What I have attempted to describe to you as existing to-day in these country districts may not be very encouraging, but it seems to me that every young man and young woman who has enjoyed the privileges afforded by this and by other institutions in the South—I speak especially now to the members of the next graduating class—should feel that such conditions as these present one of the most inviting fields possible for labour. Every young man and woman here is being educated by money that is given by others. None of you are paying for the education you are receiving. You might pay for your board, but you would have to do that elsewhere. Every one must pay for his or her own clothing, but the cost of buildings, rent, tuition, expenses and other matters pertaining to the institution you do not pay. Your education, in a large measure, is a gift from the public, and it seems to me that one of the first things you should do is to repay, to as large an extent as is possible with your services, what has been spent in giving you so large a part of your education.

This is a debt that you owe not only to yourselves, but to our race and our country. It is a religious debt as well, that you be willing to go out into these country districts and suffer, as it were, for a few years, until you can get a foothold, so that you can plant yourselves in one of these dark communities. I feel sure that you would not have to suffer very long. I believe that the hardest part of the struggle would come during the first two or three years. When you can convince the people that you are in earnest, the battle is won. When you can convince them that it is cheaper to keep an educated teacher than to keep one who is ignorant, and when you can once demonstrate your value to them not only in an educational respect but industrially and morally, the battle is won, and these people will stand by you and support you. In many cases, it is my belief, you will eventually find yourselves better supported financially than you would if you had gone to work in cities and large towns. No matter from which side you look at this problem, good is bound to come from it.
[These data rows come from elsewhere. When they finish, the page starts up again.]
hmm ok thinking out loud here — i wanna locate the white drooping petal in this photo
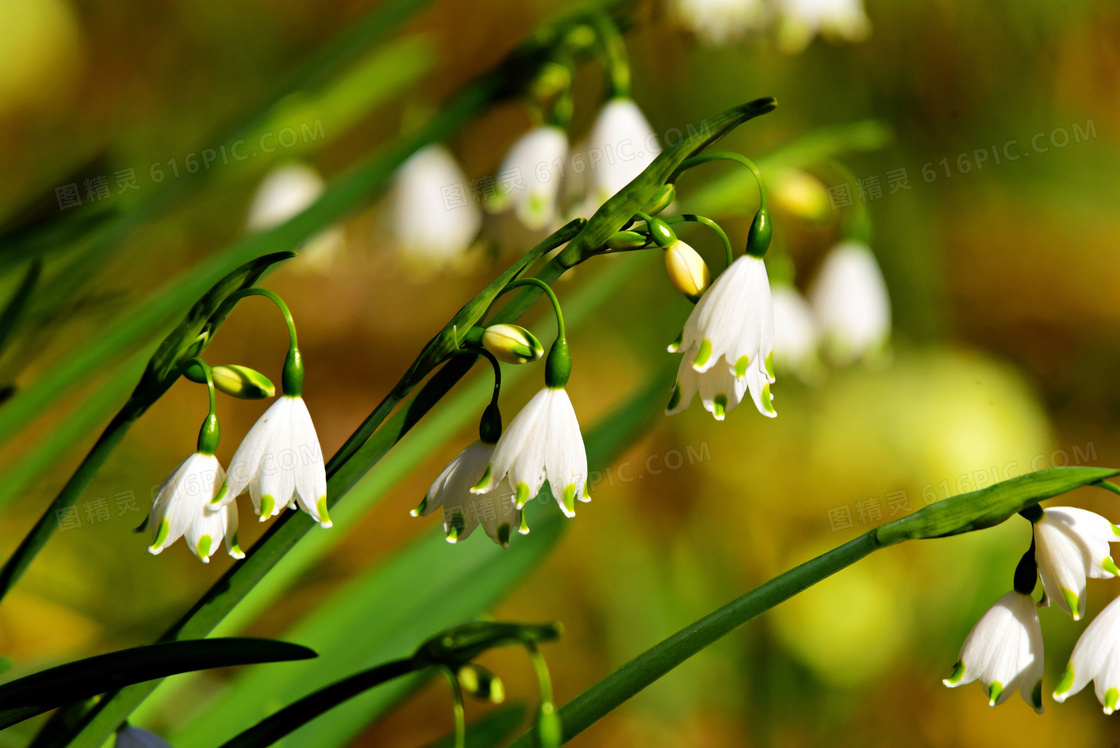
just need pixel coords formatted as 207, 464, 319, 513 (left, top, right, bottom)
417, 440, 519, 546
148, 453, 232, 562
581, 99, 658, 211
115, 726, 173, 748
670, 255, 776, 419
809, 241, 890, 365
495, 126, 569, 231
1034, 507, 1120, 620
384, 144, 482, 271
778, 0, 870, 53
246, 162, 345, 271
771, 284, 820, 379
223, 396, 330, 527
474, 387, 589, 517
674, 0, 766, 45
1054, 593, 1120, 712
943, 591, 1044, 713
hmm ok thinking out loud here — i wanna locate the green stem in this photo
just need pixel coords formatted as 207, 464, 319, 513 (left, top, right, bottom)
509, 532, 881, 746
230, 288, 298, 350
442, 667, 467, 748
664, 214, 734, 269
229, 288, 303, 396
676, 151, 768, 210
186, 358, 219, 455
447, 347, 503, 443
1095, 480, 1120, 498
501, 278, 566, 344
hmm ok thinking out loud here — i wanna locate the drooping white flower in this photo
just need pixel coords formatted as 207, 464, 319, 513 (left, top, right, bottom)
493, 126, 568, 231
384, 144, 482, 271
215, 396, 331, 528
1053, 593, 1120, 713
247, 162, 345, 272
579, 99, 658, 212
778, 0, 870, 53
674, 0, 766, 45
667, 254, 776, 419
808, 241, 890, 365
149, 453, 242, 563
1032, 507, 1120, 620
115, 725, 172, 748
771, 284, 820, 380
943, 591, 1044, 713
413, 440, 520, 547
471, 387, 589, 516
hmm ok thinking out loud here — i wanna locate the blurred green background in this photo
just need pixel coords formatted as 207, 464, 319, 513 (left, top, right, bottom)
1, 0, 1119, 746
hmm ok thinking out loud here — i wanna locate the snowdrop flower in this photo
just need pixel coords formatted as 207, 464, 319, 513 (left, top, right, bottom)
1053, 594, 1120, 713
809, 241, 890, 365
771, 284, 820, 380
493, 126, 568, 231
413, 440, 520, 547
115, 725, 172, 748
580, 99, 657, 212
149, 452, 242, 563
471, 387, 589, 516
1031, 506, 1120, 620
384, 144, 481, 271
674, 0, 766, 45
668, 254, 776, 419
216, 396, 331, 528
247, 162, 345, 272
943, 591, 1044, 713
778, 0, 870, 54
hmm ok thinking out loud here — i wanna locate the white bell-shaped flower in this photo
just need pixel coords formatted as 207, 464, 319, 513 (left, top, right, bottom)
771, 284, 820, 380
580, 98, 657, 211
149, 453, 242, 563
247, 162, 345, 272
1032, 506, 1120, 620
494, 126, 568, 231
216, 396, 331, 528
778, 0, 870, 53
809, 240, 890, 365
943, 591, 1044, 713
674, 0, 766, 45
414, 440, 520, 547
1053, 593, 1120, 713
384, 144, 481, 271
471, 387, 589, 517
115, 725, 172, 748
668, 254, 776, 419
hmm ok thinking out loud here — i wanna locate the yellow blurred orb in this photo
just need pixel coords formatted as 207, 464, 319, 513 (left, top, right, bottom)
0, 0, 84, 117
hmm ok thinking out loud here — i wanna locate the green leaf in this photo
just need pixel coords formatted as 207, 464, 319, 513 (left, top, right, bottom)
0, 260, 41, 363
0, 639, 315, 729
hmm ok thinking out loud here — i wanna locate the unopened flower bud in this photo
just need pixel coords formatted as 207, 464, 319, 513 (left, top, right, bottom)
746, 207, 772, 258
457, 664, 505, 703
482, 324, 543, 364
663, 240, 710, 302
641, 183, 676, 216
606, 230, 649, 250
184, 363, 276, 400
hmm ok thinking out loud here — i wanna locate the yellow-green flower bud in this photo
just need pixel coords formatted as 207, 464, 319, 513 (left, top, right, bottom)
457, 664, 505, 703
663, 240, 710, 302
641, 183, 676, 216
186, 363, 275, 399
482, 324, 543, 365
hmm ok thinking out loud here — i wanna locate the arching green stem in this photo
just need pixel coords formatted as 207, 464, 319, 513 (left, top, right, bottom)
446, 347, 504, 444
664, 214, 734, 269
186, 358, 219, 455
229, 287, 303, 396
676, 151, 768, 211
528, 643, 561, 748
441, 666, 467, 748
498, 278, 570, 388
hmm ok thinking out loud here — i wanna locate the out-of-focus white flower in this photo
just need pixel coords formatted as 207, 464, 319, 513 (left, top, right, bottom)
778, 0, 871, 53
809, 241, 890, 365
1032, 507, 1120, 620
668, 255, 776, 419
216, 396, 331, 528
247, 162, 345, 272
384, 144, 482, 271
493, 126, 568, 231
149, 453, 242, 563
1053, 594, 1120, 713
115, 725, 172, 748
471, 387, 589, 517
674, 0, 766, 45
413, 440, 519, 547
579, 99, 657, 212
943, 591, 1044, 713
770, 284, 820, 380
And while we are talking about the reward that will come as a result of your services, let me tell you that no greater satisfaction can come to any one than that which you will get from the worship and praise which will come to you from these old mothers and fathers who will be benefited by your services. I know of instances where teachers have gone and planted themselves in these country districts who, even if they do not make such a very great success financially, receive the love and most sincere worship from year to year, because of the feeling of gratitude which the people among whom they have settled have for them on account of their having helped them in so many ways.

This same kind of pioneer work had to be done all over the world before the right kind of civilization was planted. It was such work as this that the people did who settled the great West, where they were deprived of the comforts of life. The people who planted Oberlin College in what was then a wilderness had to suffer many such hardships. The men who went to Washington, Oregon, and California and established what are now large cities there, had to suffer many such hardships; they had to suffer just what you must and should suffer. Are you going to suffer for your own people until they can receive the light which they so much need? If the young men and women before me have the right kind of stuff in them they will do this. Most certainly do I hope that you are going to carry out into these dark communities the light which you receive here from day to day. I hope you will fill these districts with men and women of education. When you go out from here with your diploma, whether it be next May or at some other time, resolve to plant yourself in one community and stay there. No matter what your work is, you cannot accomplish much if you become the wandering Jew. Find the community where you think you can use your life to the best advantage, and then stay there.

[In the time that has elapsed since this talk was given, I think there has been improvement in many of the country schools in the South, and in the general condition of the people as described to me then.—B. T. W.]